Macluraxanthone
- Names: Preferred IUPAC name 5,9,10-Trihydroxy-2,2-dimethyl-12-(2-methylbut-3-en-2-yl)pyrano[3,2-b]xanthen-6-one

Identifiers
- CAS Number: 5848-14-6;
- 3D model (JSmol): Interactive image;
- ChEBI: CHEBI:6623;
- ChEMBL: ChEMBL478960;
- ChemSpider: 4444965;
- KEGG: C10076;
- PubChem CID: 5281646;
- UNII: 9GN3KT96MT;
- CompTox Dashboard (EPA): DTXSID40207172 ;

Properties
- Chemical formula: C_{23}H_{22}O_{6}
- Molar mass: 394.423 g·mol^{−1}

= Macluraxanthone =

Macluraxanthone is a naturally occurring organic compound with the formula C_{23}H_{22}O_{6}. Belonging to the xanthone family, it is a trihydroxylated xanthone characterized by the presence of a pyran ring and a prenyl chain.
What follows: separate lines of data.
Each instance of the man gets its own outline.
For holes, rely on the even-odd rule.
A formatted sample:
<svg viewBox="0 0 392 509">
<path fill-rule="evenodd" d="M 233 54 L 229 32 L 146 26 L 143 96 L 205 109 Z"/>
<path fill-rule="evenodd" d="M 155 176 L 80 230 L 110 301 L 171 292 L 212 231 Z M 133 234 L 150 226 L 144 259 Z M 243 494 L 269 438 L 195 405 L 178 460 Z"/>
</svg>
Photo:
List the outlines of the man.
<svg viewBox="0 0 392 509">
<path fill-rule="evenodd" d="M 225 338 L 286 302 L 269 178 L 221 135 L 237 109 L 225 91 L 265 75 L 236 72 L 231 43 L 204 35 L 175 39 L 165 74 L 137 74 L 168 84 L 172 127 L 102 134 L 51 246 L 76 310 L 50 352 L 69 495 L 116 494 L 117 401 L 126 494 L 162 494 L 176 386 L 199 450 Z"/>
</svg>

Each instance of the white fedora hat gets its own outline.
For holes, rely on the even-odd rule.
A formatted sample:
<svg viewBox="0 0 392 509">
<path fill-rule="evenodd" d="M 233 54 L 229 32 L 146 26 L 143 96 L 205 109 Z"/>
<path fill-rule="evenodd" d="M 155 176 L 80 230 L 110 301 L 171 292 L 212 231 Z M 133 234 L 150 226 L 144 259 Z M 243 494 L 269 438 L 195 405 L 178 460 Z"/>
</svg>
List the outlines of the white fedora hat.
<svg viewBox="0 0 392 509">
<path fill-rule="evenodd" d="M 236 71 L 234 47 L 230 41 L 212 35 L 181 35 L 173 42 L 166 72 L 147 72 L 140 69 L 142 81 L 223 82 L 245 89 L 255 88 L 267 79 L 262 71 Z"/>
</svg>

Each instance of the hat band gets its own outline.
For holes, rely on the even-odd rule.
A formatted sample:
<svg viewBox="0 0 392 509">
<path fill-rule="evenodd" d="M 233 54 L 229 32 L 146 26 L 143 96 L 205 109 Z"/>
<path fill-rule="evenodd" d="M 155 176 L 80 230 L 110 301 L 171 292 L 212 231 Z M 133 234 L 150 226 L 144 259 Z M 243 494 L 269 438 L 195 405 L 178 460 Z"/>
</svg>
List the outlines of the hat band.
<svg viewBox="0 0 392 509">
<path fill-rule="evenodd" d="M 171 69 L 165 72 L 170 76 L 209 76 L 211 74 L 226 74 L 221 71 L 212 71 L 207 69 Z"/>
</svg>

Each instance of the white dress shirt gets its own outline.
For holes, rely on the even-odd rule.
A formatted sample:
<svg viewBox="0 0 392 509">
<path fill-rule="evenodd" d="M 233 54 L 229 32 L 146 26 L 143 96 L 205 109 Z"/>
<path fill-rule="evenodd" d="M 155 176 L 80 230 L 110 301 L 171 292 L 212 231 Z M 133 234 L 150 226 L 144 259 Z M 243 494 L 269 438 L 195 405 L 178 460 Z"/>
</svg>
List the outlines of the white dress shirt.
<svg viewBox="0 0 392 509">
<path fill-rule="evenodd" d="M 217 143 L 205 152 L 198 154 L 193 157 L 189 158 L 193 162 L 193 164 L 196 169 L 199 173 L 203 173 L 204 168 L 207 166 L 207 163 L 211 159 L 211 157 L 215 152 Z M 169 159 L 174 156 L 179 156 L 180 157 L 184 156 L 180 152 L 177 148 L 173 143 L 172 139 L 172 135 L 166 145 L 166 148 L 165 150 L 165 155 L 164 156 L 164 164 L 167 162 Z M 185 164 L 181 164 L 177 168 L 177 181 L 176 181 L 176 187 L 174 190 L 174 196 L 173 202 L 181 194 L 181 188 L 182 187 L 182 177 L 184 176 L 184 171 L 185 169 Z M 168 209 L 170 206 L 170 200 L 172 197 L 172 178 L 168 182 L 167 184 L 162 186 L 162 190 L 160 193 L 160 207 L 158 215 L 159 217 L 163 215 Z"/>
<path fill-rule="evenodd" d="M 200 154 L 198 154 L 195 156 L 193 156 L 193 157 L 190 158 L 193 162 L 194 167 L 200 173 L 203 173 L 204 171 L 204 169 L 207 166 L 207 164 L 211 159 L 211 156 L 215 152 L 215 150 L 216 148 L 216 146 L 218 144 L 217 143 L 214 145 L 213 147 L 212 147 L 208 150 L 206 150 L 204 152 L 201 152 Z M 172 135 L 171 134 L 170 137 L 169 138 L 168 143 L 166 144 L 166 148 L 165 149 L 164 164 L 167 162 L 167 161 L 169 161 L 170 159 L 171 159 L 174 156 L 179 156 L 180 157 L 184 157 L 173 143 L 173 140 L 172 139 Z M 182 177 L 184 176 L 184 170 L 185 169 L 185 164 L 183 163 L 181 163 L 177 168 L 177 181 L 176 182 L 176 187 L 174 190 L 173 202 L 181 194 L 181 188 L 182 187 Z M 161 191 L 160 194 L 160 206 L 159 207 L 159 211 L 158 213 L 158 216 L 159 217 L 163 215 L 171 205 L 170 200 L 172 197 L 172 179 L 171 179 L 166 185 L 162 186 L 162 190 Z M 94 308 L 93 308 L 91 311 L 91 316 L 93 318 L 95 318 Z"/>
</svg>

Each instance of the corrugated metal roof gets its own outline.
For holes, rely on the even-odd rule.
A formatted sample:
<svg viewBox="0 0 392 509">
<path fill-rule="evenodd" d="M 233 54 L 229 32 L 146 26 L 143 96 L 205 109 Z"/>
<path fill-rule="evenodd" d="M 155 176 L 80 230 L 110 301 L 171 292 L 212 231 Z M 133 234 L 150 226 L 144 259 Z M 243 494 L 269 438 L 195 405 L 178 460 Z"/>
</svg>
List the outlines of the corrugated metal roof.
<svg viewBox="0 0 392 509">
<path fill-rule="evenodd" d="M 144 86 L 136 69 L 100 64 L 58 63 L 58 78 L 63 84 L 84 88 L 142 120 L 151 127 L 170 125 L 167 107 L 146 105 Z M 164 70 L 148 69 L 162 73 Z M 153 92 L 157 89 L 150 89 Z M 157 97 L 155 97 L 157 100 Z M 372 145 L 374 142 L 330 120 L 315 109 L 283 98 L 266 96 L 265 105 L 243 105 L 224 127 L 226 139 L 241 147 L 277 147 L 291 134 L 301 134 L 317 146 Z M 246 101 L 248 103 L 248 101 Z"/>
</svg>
Its structure features a catechol moiety, a xanthene core, and a chromene ring. Acetylation of macluraxanthone yields a triacetate derivative with the formula C_{29}H_{28}O_{9}. X-ray crystallography of a synthesized derivative (Di-p-bromobenzenesulfonyl-macluraxanthone) reveals a planar xanthene ring system and a screw boat conformation in the chromene ring. Macluraxanthone has demonstrated antimalarial and larvicidal activity, including effects against Plasmodium falciparum and vector mosquito larvae. Additional studies have reported antibacterial activity against Enterococcus faecalis.